When we drill down into why Stuart has become such an important asset to our business, two things stand out: his attitude/will to perform, along with the system we’ve created to get the best from this vital resource.
Time is the most precious commodity for us business owners. We’re visionaries who love shiny new things and getting stuck into the next project often before the last one is finished.
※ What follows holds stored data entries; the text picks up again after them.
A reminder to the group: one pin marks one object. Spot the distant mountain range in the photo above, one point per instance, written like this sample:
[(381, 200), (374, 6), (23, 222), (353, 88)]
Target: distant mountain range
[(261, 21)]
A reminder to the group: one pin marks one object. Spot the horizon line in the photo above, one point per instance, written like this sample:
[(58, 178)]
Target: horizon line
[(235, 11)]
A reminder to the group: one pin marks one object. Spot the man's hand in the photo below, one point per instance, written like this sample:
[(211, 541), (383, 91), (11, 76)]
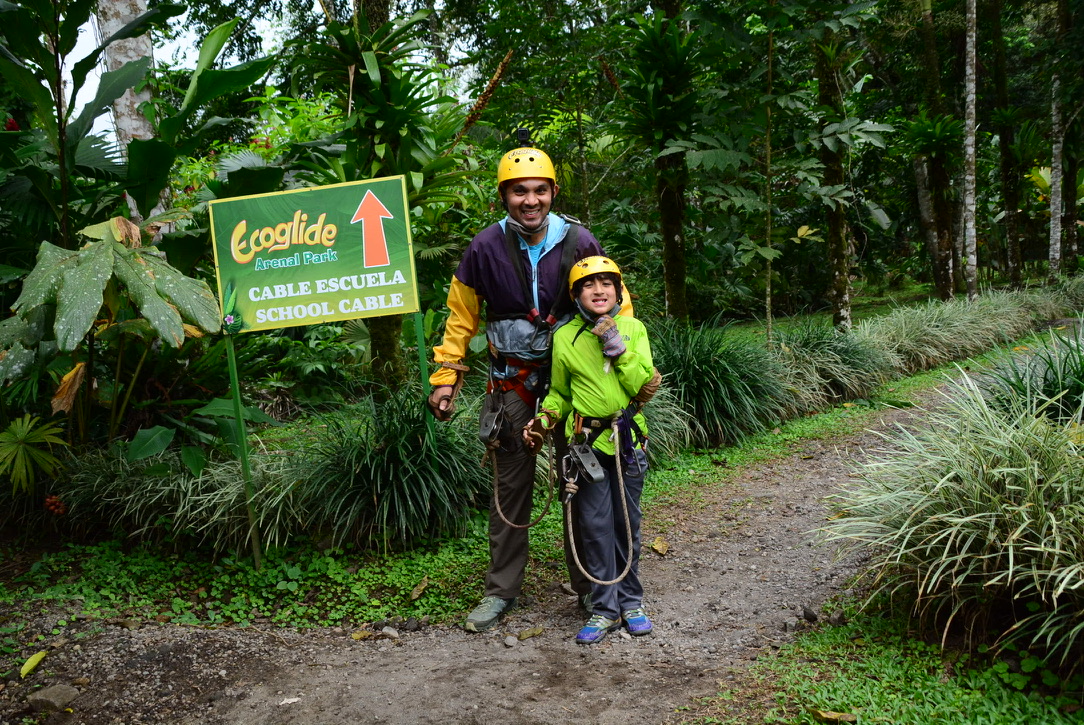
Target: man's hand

Doing the detail isn’t our strongest point, and our constant changing of priorities, and inability to delegate effectively, gets in the way and leaves us frustrated.
So, to help you get the best from your Apprentice, (or latest team member), and manage their individual scalability to allow you to focus ON your business, here’s the top 5 tips from our proven system:
1. Leadership through expectancy: if you expect success from your team, it’s likely that your confidence and trust is passed onto others by your attitude. Expectancy creates an environment where people grow because they know they are expected to, and will be allowed to. Have you set-out, and discussed, what 100% looks like for your Apprentice? Do you constantly review and measure this?
2. Rhythm and routine: just like anything in life, your business and team members will thrive when you get into a structured rhythm and routine. Having daily huddles and weekly check-ins at the same time, with the same agenda, will ensure momentum, clarity and accountability.
3. The bigger picture: your Apprentice may just be starting out in their new career, and are busy executing the ‘doing’, but it’s vital they are aware of, and involved in, your bigger picture. You’ll be amazed at their desire to engage with this once you involve them in your regular strategy and planning sessions.
4. Matching skills with interests: Lionel Messi is a world-class footballer constantly netting goals for club and country, but you wouldn’t put him in central defence. The same goes for business. If your Apprentice is helping out with marketing, you’re expecting them to tweet and post in your voice, design stuff, write copy, send emails, edit videos, create brochures, approach your clients for testimonials etc. etc. This is a big ask for even an experienced marketer as the skills involved are vast: technical and creative, mass media and attention to detail, written and spoken communications.
Compounded to this is the growth of marketing tools and systems to enable them to reach and engage with your clients: in 2011 there were 100 vendors; just four years later this increased to nearly 2,000.
Our experience is to match your Apprentice’s skills (which are ever-changing), with their interests. If your Apprentice is more technically minded, then focus them on those jobs (make a list – there’s loads). Do get them writing copy (maybe via tweets rather than articles), but do accept that you’re going to get frustrated if you’re relying on them to solely generate weekly, topical blogs up to your standard.
5. You only get out what you put in: Implementing the above in your business, and being consistent with your Apprentice, will mean you investing a little time, but it will produce an effective resource for your business today, and for the future. As one of the finest business leaders, Branson, said:
“Train people well enough to they can leave, treat them well enough so they don’t want to.”